PANGKALAN
Udara Halim Perdanakusuma, Jakarta Timur, Kamis, 30 September 1965, tengah
malam.
Tiga jam lagi, operasi penculikan tujuh jenderal TNI Angkatan Darat akan
dimulai. Ketegangan menggantung di udara. Beberapa lelaki tampak bergegas masuk
gedung Pemetaan Nasional, Divisi Pengamat Udara TNI Angkatan Udara, tak jauh
dari sudut barat laut Halim.
Lima
pemimpin operasi penculikan menggelar rapat persiapan terakhir. Sjam
Kamaruzaman (Ketua Biro Chusus Partai Komunis Indonesia), Supono Marsudidjojo
(Asisten Sjam di Biro Chusus), Kolonel Abdul Latief (Komandan Garnisun Kodam
Jaya), Letkol Untung (Komandan Batalion Pasukan Pengawal Presiden Cakrabirawa),
dan Mayor Sujono (Komandan Resimen Pasukan Pertahanan Pangkalan di Halim) duduk
mengitari meja rapat. Wajah mereka letih. Seharusnya operasi penculikan sudah
bergerak pukul 11 malam. Rencana terpaksa diubah karena tim inti terlambat
berkumpul.
Sjam membuka
rapat. Duduknya sembarangan, satu kakinya diangkat. Di bibirnya, sebatang rokok
terselip, mengepulkan asap. Saat itu, laporan dari pasukan-pasukan di daerah
sudah masuk. Banyak yang belum siap bergerak ke Jakarta. Ketegangan makin
memuncak.
Tak jauh
dari sana, di Lubang Buaya, pasukan G30S sudah bersiaga. Namun, rantai komando
tujuh regu penculik belum disepakati. Pembagian sasaran juga kacau. Dua tim
penculik yang sebagian besar beranggotakan Pemuda Rakyat-organisasi pemuda
sayap PKI-yang baru belajar menembak, malah diserahi tugas mengambil target
kakap: Menteri Pertahanan Jenderal Abdul Haris Nasution dan Panglima TNI
Angkatan Darat Letnan Jenderal Ahmad Yani. Target ditukar lagi dengan
tergesa-gesa.
Brigadir
Jenderal Supardjo, Panglima Komando Tempur IV Komando Mandala Siaga yang tiga
hari sebelumnya baru tiba dari Kalimantan untuk bergabung dengan tim pemimpin,
malam itu masygul melihat buruknya persiapan. Apalagi, "Ternyata, setelah
diteliti, kekuatan positif di pihak kita hanya satu kompi Cakrabirawa."
Keraguan
mulai menjalar. Melihat tanda tanya di mata para peserta rapat, Sjam menghardik
keras, "Ya, Bung. Kalau mau revolusi, banyak yang mundur. Tapi kalau sudah
menang, banyak yang mau ikut." Sjam berkeras, kekurangan apa pun tak bisa
membatalkan rencana. "Apa boleh buat. Kita tidak bisa mundur lagi,"

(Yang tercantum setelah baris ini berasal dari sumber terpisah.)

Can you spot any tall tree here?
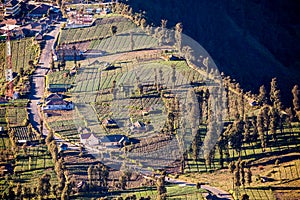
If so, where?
[270,78,282,110]
[257,111,266,151]
[258,85,268,105]
[175,23,183,54]
[292,85,300,120]
[156,175,167,200]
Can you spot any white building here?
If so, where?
[5,0,21,16]
[43,99,74,110]
[80,133,99,146]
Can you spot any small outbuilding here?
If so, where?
[80,133,99,146]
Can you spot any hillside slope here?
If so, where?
[127,0,300,103]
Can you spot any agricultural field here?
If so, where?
[114,185,207,200]
[59,17,136,45]
[6,107,28,127]
[0,38,40,81]
[89,30,158,54]
[46,70,75,85]
[0,108,7,130]
[0,135,57,197]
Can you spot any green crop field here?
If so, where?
[112,185,207,200]
[89,30,158,53]
[6,107,28,127]
[59,18,136,44]
[0,38,40,81]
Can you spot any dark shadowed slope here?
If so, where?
[128,0,300,104]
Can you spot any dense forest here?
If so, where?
[127,0,300,105]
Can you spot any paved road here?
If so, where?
[28,22,232,200]
[28,24,60,135]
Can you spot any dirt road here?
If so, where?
[28,24,60,132]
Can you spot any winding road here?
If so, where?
[28,24,60,133]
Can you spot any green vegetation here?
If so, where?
[59,17,136,44]
[116,185,207,200]
[6,107,28,127]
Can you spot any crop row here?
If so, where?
[6,107,28,127]
[59,20,135,44]
[90,34,158,53]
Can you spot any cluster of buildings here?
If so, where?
[42,93,74,111]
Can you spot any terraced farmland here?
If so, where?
[89,33,158,53]
[59,18,136,44]
[6,107,28,127]
[0,38,40,81]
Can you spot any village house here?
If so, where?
[48,84,72,93]
[45,93,63,101]
[43,99,74,110]
[99,135,129,148]
[102,118,118,128]
[27,4,51,18]
[79,133,99,146]
[130,121,147,132]
[59,143,68,152]
[0,96,8,104]
[5,0,21,17]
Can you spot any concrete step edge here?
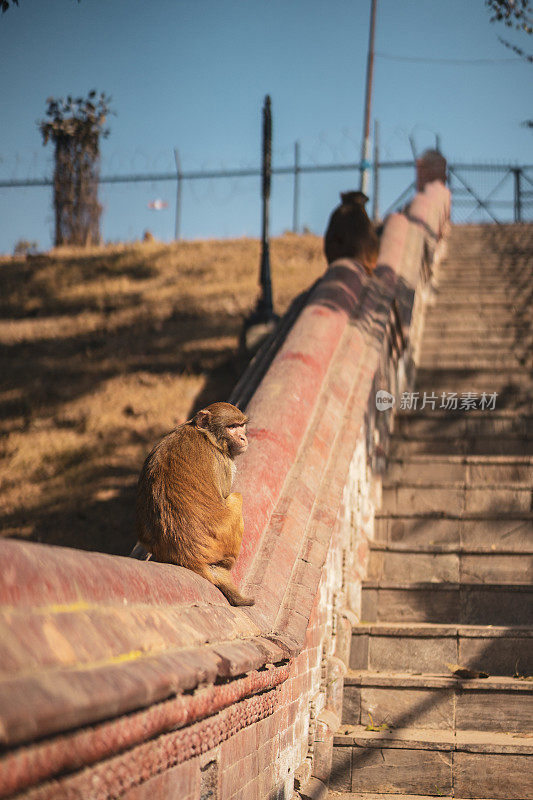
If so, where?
[369,541,533,558]
[381,479,531,492]
[352,622,533,639]
[375,510,533,522]
[363,580,533,594]
[344,669,533,694]
[333,725,533,755]
[326,789,476,800]
[389,453,533,466]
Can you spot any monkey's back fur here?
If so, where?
[136,423,238,574]
[324,192,379,273]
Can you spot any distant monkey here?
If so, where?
[324,192,379,273]
[131,403,255,606]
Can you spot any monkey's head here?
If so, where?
[192,403,248,458]
[341,192,368,206]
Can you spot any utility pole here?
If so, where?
[361,0,377,194]
[174,147,181,241]
[239,94,279,353]
[372,119,379,223]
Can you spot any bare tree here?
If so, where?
[485,0,533,63]
[38,90,110,246]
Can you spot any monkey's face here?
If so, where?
[224,424,248,458]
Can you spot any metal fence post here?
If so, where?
[292,142,300,233]
[513,167,522,222]
[174,148,182,241]
[372,119,379,222]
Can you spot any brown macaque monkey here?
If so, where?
[130,403,255,606]
[324,192,379,274]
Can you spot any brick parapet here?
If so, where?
[0,178,449,800]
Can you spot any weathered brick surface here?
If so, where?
[0,185,449,800]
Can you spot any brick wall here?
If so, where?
[0,184,449,800]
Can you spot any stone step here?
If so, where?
[394,412,533,439]
[380,482,533,516]
[361,580,533,625]
[374,511,533,552]
[422,324,529,338]
[426,302,531,310]
[421,335,533,350]
[416,369,533,394]
[326,791,488,800]
[390,438,533,459]
[367,542,533,584]
[330,726,533,800]
[424,314,526,324]
[342,662,533,735]
[350,621,533,685]
[382,456,533,489]
[421,336,533,353]
[418,352,533,370]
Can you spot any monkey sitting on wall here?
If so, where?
[130,403,255,606]
[324,192,379,274]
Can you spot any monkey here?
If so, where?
[324,192,379,274]
[130,403,255,606]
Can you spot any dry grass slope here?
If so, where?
[0,234,326,554]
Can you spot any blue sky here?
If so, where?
[0,0,533,252]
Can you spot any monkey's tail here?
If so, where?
[129,542,152,561]
[205,564,255,606]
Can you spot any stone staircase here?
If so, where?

katanya pendek. Rapat ditutup. Pukul 03.15, tim penculik bergerak.
Inisiatif
operasi penculikan dini hari itu datang dari Ketua Umum Comite Central PKI,
Dipa Nusantara Aidit. Pada awal Agustus 1965, sepulang dari kunjungannya ke
Cina, Aidit menghubungi tangan kanannya, Sjam Kamaruzaman.
Dari
penuturan Sjam, terkesan Aidit galau. Dia mengaku pulang mendadak ke Indonesia
setelah mendengar Soekarno jatuh sakit. "Kalau sakitnya terulang, Presiden
bisa meninggal dunia," katanya. Aidit khawatir kematian Soekarno
dimanfaatkan pimpinan TNI Angkatan Darat untuk merebut Istana dan menyingkirkan
PKI.
"PKI
sekarang harus memilih: didahului atau mendahului," kata Aidit. Dan malam
itu, sang ketua tampaknya sudah memutuskan. Sjam diminta segera memeriksa
barisan Biro Chusus, dan membuat konsep "untuk mengadakan suatu gerakan
yang bersifat terbatas".
Sjam
bergerak cepat. Dua hari setelah bertemu dengan Aidit, dia mengumpulkan dua
asistennya, Pono dan Bono, di rumahnya di Salemba Tengah, Jakarta Pusat. Tiga
perwira menengah TNI menjadi kandidat utama pelaksana "operasi
terbatas" Aidit. Mereka adalah Kolonel Abdul Latief, Letkol Untung, dan
Mayor Soejono.
"Ketiganya
anggota PKI," kata Sjam memastikan. Pernyataan ini ada di berita acara
pemeriksaan Sjam oleh Polisi Militer. "Karena ini tugas partai, tenaga
pelaksana pokoknya harus berasal dari anggota partai," katanya lagi.
Sjam juga
mengirim telegram ke semua jaringan Biro Chusus di daerah. Begitu rencana aksi
terbatas sukses, mereka harus menguasai jawatan penting di daerah, dan mengajak
pejabat setempat mendukung Dewan Revolusi. Dengan cara itu diharapkan sebuah
aksi "kecil" di Jakarta bisa memicu gerakan massa yang meluas di
seluruh Nusantara.
Rapat
persiapan dilakukan sampai sepuluh kali. Lokasinya berganti-ganti: rumah Sjam,
Kolonel Latief, atau kediaman Kapten Wahyudi. Sasaran operasi terbatas PKI baru
ditentukan pada 26 September 1965. Tim pelaksana menentukan ada 10 tokoh
antikomunis yang harus "diamankan". Selain tujuh nama jenderal TNI
Angkatan Darat yang sudah umum diketahui, Sjam mengusulkan penculikan mantan
Wakil Presiden Mohammad Hatta, Wakil Perdana Menteri III Chairul Saleh, dan
Jenderal Soekendro. Aidit yang mencoret tiga nama terakhir.
Sehari-hari,
di mata keluarganya, Sjam jauh dari kesan misterius. Dia cepat akrab dengan
orang. Pembawaannya tenang. "Tapi, kalau sudah bicara, bisa terus saja
tanpa berhenti," kata putra sulung Sjam, Maksum-bukan nama sebenarnya. Pada
saat G30S terjadi, Sjam berusia 41 tahun.
Empat dari
lima anak Sjam yang ditemui Tempo punya kenangan yang sama tentang ayah mereka.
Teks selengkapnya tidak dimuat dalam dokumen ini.